The other of his suggestions that caught our eye was this:

The cornerstone of a new approach to ownership should be a Companies Act for the 21st century. Unlike the existing act, passed in 2006, this would set out unambiguously what society expects from companies in exchange for the privileges they are afforded. The aim is to create purposeful companies with a more just relationship between themselves and the wider society, capable of fostering the trust relationships that are at the heart of high-innovation and high-performance workplaces. Companies would be required to declare their business purpose on incorporation: they should incorporate to deliver particular goods and services that serve a societal or economic need and will need particular capabilities and skills. It is through delivery of their purpose that they should seek to make profits.
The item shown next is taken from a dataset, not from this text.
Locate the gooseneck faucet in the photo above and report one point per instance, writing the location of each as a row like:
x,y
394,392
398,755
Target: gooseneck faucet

Most great companies have this purpose at their heart already, even if informally. Unilever famously exists to make the best everyday things for everyday folk – Boeing to build planes that fly furthest safest. This should become the rule, not the exception.

Oh great. We can never remember whether it was Nokia or Ericsson that used to make rubber boots but then switched to mobile phones but this would ban that idea. And Apple moving from computers to smartphones would also be illegal. And this is quite separate from the basic fact that whatever you set up a company to do usually isn't what the company ends up doing. Simply because no business plan ever survives contact with the market.

Hutton's deliberately insisting that we should hobble the flexibility and adaptability of the market system. Said adaptability and flexibility being one of the great points about having a market system in the first place. It fits with his own ideas about how the economy works, this is true. That some small number of the Great and the Good (naturally including one W. Hutton) sit around and plan how the rest of us do everything. But that his actual suggestions are also insane is why we should pay him no heed.

Just to rub the point in, one of the examples of a great company that he uses is Rolls Royce. Which started out to make cars and only later moved into jet engines. A declaration that they only existed to make great cars would have been a bit of a problem for that later development, would it not?